We came to Grass together, out of duty. On Terra I had become much accustomed to duty, much concerned with propriety. Even when I knew I was doing very little good with my visitations, I persisted, out of duty. It has recently occurred to me that I was not too different from the bons. As they rode the Hippae and were enslaved, so I rode custom and was enslaved. I was a very good child and woman. I was scrupulous in my behavior. I confessed regularly and followed my confessor’s advice. I did good deeds, even feeling guilty because I sometimes broke men’s laws of discipline to do what I thought of as God’s laws of mercy. I was faithful to you because it was my duty, and I did what duty required because I thought God would be offended if I didn’t.
Here on Grass there was more duty. I found myself looking ahead to the time I could die and wouldn’t have duty anymore. Here I was, barely forty, Terran, wanting to die so I could quit going through all these motions! So, I went out into the grasses one day, courting death, but what offered itself was not really death and the horror of that made me realize what I was doing.
Duty simply was not enough. There had to be more than that!

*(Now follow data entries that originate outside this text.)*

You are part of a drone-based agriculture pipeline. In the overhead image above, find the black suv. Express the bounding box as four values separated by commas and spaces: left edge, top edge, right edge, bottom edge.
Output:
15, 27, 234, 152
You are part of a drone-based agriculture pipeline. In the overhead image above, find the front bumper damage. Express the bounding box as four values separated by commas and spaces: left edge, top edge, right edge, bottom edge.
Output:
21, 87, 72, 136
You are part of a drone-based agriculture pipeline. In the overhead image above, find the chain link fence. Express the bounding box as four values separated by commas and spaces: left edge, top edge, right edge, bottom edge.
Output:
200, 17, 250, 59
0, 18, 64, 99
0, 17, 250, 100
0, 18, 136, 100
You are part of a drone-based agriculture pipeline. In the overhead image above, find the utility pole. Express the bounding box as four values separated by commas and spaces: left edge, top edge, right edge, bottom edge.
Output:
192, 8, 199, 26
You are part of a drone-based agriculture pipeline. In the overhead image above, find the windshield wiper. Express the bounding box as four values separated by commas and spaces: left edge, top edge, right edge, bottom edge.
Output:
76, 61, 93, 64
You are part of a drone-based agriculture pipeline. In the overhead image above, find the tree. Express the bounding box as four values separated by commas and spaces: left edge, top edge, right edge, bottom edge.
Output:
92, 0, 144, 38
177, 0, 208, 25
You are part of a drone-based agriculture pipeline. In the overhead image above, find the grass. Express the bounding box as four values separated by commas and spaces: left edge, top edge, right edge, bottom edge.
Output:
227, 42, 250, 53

Father James suggested that perhaps we were viruses. I know now that he meant to be funny. He thinks I lack humor. I do. Everyone says so, even Tony. Because I do, I took his words seriously. Later I came to think we might be like other things, like white cells or neurotransmitters. Warriors or message carriers. Such cells have a purpose, or at least a function in the body they inhabit. They have evolved to have that function. So we, in the body which we inhabit, may have evolved or be evolving to have similar purpose or function, though we are, I believe, only very small beings….
Up among the leaves she heard Father James’ voice raised in disputation with the foxen. Now that he was head of an official mission to the foxen, he did a lot of disputation and he always raised his voice when his logic was weak.